Asked about a newspaper column by former Taoiseach John Bruton, who said legislation taking suicide into account was not necessary, Mr Gilmore said Mr Bruton was entitled to his views, but the Government has made a decision and there is a requirement to legislate.

Mr Bruton's brother, Richard, said while the issue of abortion was very divisive, the Government had been very clear about its approach to the issue.

The Minister for Jobs, Enterprise and Innovation said the 1983 Constitutional amendment had never been underpinned by legislation and the Government had made a commitment to deal with this issue.

He said a proper debate can be held on the proposal once the heads of the Bill are published.

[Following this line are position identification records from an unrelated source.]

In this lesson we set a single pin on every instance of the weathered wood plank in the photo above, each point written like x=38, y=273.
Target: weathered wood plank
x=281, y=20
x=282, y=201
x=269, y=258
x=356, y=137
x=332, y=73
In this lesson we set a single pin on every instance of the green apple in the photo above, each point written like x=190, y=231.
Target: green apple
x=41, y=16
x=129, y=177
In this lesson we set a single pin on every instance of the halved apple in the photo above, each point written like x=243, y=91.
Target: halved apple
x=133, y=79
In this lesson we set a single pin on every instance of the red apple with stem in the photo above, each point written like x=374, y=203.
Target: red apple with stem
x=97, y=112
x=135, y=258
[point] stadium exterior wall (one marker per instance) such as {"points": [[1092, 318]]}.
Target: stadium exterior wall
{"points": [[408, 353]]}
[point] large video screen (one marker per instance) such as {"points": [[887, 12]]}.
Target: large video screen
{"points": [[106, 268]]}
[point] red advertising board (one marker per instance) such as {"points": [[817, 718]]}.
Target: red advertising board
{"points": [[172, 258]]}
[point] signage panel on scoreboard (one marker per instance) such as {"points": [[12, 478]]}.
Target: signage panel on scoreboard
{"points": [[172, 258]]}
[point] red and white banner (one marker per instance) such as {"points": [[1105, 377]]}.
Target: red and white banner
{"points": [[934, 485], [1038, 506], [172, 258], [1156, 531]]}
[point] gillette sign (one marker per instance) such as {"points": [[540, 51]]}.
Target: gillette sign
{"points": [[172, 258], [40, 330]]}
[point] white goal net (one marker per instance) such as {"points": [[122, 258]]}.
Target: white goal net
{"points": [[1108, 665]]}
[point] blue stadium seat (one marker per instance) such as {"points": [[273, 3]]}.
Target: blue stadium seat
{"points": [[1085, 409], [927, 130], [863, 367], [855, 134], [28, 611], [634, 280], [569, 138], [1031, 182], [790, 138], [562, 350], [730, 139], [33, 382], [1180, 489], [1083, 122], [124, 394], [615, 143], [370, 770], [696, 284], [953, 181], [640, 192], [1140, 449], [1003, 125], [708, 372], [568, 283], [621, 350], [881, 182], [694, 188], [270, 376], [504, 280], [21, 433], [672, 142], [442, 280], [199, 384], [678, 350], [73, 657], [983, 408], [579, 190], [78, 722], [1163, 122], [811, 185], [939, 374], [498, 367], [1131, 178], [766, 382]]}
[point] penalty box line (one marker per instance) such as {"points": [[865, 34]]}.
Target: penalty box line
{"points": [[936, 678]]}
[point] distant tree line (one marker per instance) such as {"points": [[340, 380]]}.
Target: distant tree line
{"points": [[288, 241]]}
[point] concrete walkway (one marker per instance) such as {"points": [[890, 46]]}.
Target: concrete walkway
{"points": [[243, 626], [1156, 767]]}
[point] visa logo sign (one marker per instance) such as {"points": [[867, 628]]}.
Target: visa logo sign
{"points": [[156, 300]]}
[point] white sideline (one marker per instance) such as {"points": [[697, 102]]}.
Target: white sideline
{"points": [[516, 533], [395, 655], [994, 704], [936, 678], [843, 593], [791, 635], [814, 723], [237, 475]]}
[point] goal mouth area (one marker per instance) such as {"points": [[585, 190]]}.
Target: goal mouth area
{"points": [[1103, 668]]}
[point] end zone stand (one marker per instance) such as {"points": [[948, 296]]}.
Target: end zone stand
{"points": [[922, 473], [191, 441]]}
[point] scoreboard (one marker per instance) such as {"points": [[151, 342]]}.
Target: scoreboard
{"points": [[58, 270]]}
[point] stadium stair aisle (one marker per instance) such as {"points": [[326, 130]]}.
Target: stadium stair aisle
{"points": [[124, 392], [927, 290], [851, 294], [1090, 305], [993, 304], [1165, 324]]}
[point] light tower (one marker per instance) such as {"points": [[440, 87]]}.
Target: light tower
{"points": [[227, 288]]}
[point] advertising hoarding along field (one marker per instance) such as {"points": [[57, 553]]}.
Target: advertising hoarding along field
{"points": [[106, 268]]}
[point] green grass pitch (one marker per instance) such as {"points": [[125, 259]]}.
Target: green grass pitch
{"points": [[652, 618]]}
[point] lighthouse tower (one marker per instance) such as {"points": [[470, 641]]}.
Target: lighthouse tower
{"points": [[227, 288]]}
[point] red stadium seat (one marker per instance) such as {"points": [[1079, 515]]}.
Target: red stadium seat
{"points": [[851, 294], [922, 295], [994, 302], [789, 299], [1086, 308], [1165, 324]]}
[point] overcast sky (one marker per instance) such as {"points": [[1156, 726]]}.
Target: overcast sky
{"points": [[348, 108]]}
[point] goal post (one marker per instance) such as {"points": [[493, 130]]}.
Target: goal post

The minister said: "Look, I'm not going to comment on any interventions that people choose to make, I'm a member of a Government that will have to make a collective decision tomorrow on the content of a legislative proposal in an area that I know is sensitive and difficult for people.

"But I think the Government has taken this in a very consistent way. We've had the input from the expert group. We've committed to a timeline and we're going to do that.

"We're going to hopefully publish heads tomorrow and there will be plenty of time for debate before the Dáil makes final decisions."

The minister also denied that the Fine Gael party was "tearing itself apart" over the issue.

Taoiseach Enda Kenny declined to respond to John Bruton's article.

He said the Government did not have the comfort of "picking issues or items from the Constitution".

Earlier, Mr Walsh said that allowing for an abortion on the grounds of a woman's suicidal intent would make for "bad law".

Mr Walsh said he would vote against any such legislation because he had "a serious issue" with suicide being grounds for allowing a termination of pregnancy.

Speaking on RTÉ's Morning Ireland, Mr Walsh said: "The very comprehensive and overwhelming medical evidence, which was presented to the Oireachtas hearings in January, very clearly stated that a surgical intervention of this nature - the performing of a termination - is not an appropriate treatment for a mental health issue.

"In fact, it's an entirely inappropriate treatment. Yet on the back of that clear evidence, the Government seems intent on pursuing legislation that would enshrine that into the law. That, to my mind, would make a bad law."

Elsewhere, a psychiatrist who has specialised in the treatment of pregnant women in Britain, has said there is evidence to show that where abortion is not available, women's lives are at risk of suicide by having an unwanted pregnancy.

Speaking on RTÉ’s Morning Edition, Professor Veronica O'Keane of Trinity College Dublin, who led a national perinatal psychiatry service in the UK, said abortion is not a treatment for cancer, no more than it is a treatment for suicide.

Prof O'Keane said that abortion is never a treatment for suicide and it never will be.

She said abortion is a procedure that does not have to be a surgical procedure.

Professor O'Keane said psychiatrists had been placed in a really impossible situation.

She said that one psychiatrist and one obstetrician would suffice.

Professor O'Keane said if a psychiatrist was unsure about a patient they could request a second opinion from another consultant.